Le temps nécessaire pour "mettre au point un produit, le développer et faire des essais"

"On est dans une crise mondiale gigantesque. Il y a déjà des dizaine de candidats vaccins qui se profilent il y en a deux ou trois qui sont déjà dans les essais cliniques, qu'on appelle des essais de tolérance, et si je dis 18 mois à deux ans ce n'est pas tellement parce qu'il faut imaginer et conceptualiser des modèles vaccinaux, mais c'est le temps nécessaire pour mettre au point un produit, le développer et faire les essais qui permettront de prouver son efficacité donc voilà à peu près le délai", détaille encore le médecin immunologiste clinique. 

Selon lui, ce n'est que lorsque nous sortirons du confinement, signifiant ainsi que le virus aura diminué sa vitesse de circulation, que "nous pourrons mettre en place des stratégies de détection d'une part des personne positive et leur confinement et d'autre part la détection des personnes protégées qui ont des anticorps ce qui permettra à ces personnes de reprendre totalement leur activité, leur liberté de mouvement et leur productivité si elles travaillent". 

Produire alors même qu'on ignore "la preuve absolue de l'efficacité d'un vaccin"

Au sujet de la production du vaccin, selon le Pr Michel Kazatchkine, les autorités devront faire preuve d'anticipation. "S'il fallait attendre ou s'il faut attendre qu'on ait la preuve de l'efficacité pour commencer à fabriquer, on ajoutera des délais aux délais", analyse-t-il avant de poursuivre : "Vraisemblablement, il va donc falloir commencer à fabriquer alors même qu'on ne sait pas si on a la preuve absolue de l'efficacité d'un vaccin.
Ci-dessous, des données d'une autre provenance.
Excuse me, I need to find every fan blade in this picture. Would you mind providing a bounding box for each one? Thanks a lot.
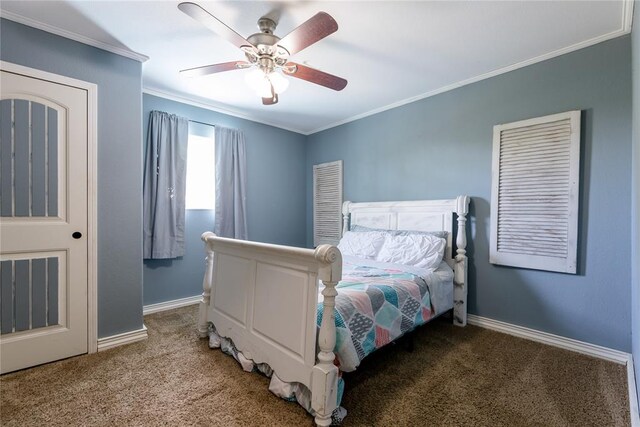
[178,2,253,47]
[282,62,347,90]
[262,85,278,105]
[278,12,338,55]
[180,61,251,77]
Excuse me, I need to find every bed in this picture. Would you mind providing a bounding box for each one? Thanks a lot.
[198,196,469,426]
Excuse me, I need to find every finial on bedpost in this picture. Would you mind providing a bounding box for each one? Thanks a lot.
[311,245,342,426]
[453,196,470,326]
[342,201,351,236]
[198,231,216,338]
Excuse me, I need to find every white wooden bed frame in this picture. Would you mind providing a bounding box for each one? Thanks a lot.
[198,196,469,426]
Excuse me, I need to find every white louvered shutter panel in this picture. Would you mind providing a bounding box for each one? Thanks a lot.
[490,111,580,274]
[313,160,342,246]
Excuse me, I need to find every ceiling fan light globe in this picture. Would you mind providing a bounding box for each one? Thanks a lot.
[244,68,264,90]
[269,72,289,94]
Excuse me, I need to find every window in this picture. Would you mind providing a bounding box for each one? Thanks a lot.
[490,111,580,274]
[185,132,216,209]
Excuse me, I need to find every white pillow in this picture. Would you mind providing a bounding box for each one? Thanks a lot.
[338,231,384,259]
[376,233,447,269]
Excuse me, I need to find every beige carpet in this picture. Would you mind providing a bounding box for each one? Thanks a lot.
[0,306,629,427]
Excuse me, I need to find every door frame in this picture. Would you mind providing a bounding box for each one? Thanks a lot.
[0,61,98,353]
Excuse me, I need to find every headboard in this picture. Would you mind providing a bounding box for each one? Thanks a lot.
[342,196,469,268]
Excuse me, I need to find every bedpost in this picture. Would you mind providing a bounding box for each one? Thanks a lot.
[198,231,215,338]
[311,245,342,426]
[453,196,469,326]
[342,202,351,236]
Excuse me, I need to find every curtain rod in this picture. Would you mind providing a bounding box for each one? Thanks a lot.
[189,120,216,127]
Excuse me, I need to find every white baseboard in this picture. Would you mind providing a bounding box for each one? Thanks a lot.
[142,295,202,316]
[467,314,640,427]
[98,325,147,351]
[467,314,630,365]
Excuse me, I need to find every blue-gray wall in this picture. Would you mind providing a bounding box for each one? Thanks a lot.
[0,19,142,337]
[630,1,640,404]
[306,36,632,351]
[142,94,306,305]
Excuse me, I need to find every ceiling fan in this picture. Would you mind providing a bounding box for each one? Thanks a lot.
[178,2,347,105]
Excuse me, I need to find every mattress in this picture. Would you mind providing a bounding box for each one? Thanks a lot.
[317,256,453,372]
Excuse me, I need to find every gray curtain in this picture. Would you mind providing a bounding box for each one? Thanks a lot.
[215,125,247,240]
[142,111,189,259]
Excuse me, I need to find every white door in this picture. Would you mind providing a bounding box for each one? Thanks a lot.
[0,70,89,373]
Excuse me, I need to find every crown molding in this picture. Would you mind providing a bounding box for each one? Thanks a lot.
[307,8,633,135]
[0,10,149,62]
[622,0,635,33]
[142,85,309,135]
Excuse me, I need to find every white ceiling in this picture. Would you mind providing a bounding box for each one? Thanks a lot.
[0,0,633,134]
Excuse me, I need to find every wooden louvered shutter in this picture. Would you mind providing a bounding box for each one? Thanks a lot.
[490,111,580,274]
[313,160,342,246]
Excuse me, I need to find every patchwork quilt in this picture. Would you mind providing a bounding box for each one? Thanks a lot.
[317,258,435,372]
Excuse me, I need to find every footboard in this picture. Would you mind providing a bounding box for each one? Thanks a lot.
[198,232,342,425]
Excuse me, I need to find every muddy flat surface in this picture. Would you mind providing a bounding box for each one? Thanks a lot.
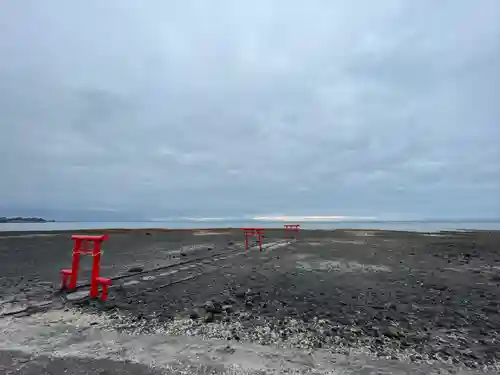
[0,230,500,373]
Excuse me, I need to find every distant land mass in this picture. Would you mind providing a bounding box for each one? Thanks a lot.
[0,216,54,223]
Autrement dit, il va falloir faire des investissements très importants avec des risques (...)". 

Un bien public mondial auquel chacun devra pouvoir accéder"

Quant au prix, le spécialiste recommande de s'inspirer des enseignements tirés de l'époque du sida durant laquelle "des mécanismes internationaux de financement ont été mis en place et ont permis de faire baisser considérablement les prix". "Souvenez-vous au début, le traitement du sida coûtait 10.000 euros par an et par patients. Il coûte maintenant 100 euros par patient et par année", se remémore-t-il, appelant à "des discussions multilatérales de toute la communauté internationale".
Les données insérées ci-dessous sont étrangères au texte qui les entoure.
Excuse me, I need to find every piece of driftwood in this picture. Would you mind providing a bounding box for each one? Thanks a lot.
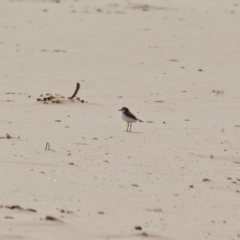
[69,83,80,99]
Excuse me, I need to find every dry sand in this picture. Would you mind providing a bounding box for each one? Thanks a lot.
[0,0,240,240]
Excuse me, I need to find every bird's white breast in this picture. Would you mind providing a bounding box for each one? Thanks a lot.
[122,113,137,123]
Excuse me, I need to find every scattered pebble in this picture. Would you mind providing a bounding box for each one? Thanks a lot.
[134,226,142,231]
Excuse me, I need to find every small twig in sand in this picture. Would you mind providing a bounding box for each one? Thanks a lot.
[45,142,55,152]
[0,133,13,139]
[69,83,80,99]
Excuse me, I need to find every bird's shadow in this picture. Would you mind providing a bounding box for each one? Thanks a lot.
[123,131,142,134]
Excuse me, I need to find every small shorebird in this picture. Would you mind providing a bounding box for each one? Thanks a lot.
[118,107,142,132]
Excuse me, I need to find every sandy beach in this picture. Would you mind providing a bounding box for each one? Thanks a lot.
[0,0,240,240]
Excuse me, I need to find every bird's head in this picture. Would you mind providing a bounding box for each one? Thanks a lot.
[118,107,129,112]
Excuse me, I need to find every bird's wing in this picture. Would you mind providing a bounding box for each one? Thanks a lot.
[127,111,138,120]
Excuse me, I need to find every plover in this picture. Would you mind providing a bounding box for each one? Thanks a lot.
[118,107,142,132]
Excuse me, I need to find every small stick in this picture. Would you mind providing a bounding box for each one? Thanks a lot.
[45,142,55,152]
[69,83,80,99]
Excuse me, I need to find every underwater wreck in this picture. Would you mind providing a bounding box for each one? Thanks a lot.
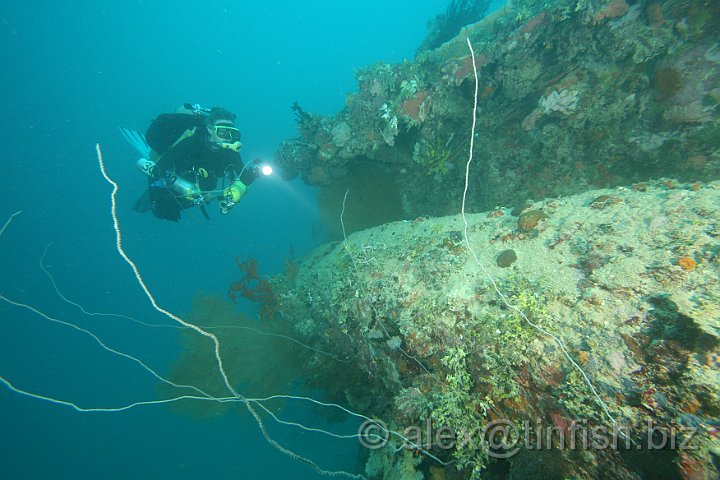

L'objectif : "Que les droits de propriété intellectuelle soient cédés et que l'on considère ce vaccin comme ce que nous appelons un bien public mondial auquel chacun devra pouvoir accéder où qu'il habite et quels que soient ses revenus". "La mise en commun des savoirs scientifique, je pense qu'elle va arriver. Il va falloir d'une sorte de mise en commun et entre parenthèses des brevets et il va falloir un fonds mondial pour financer l'achat et la distribution de ces vaccins, conclut-il.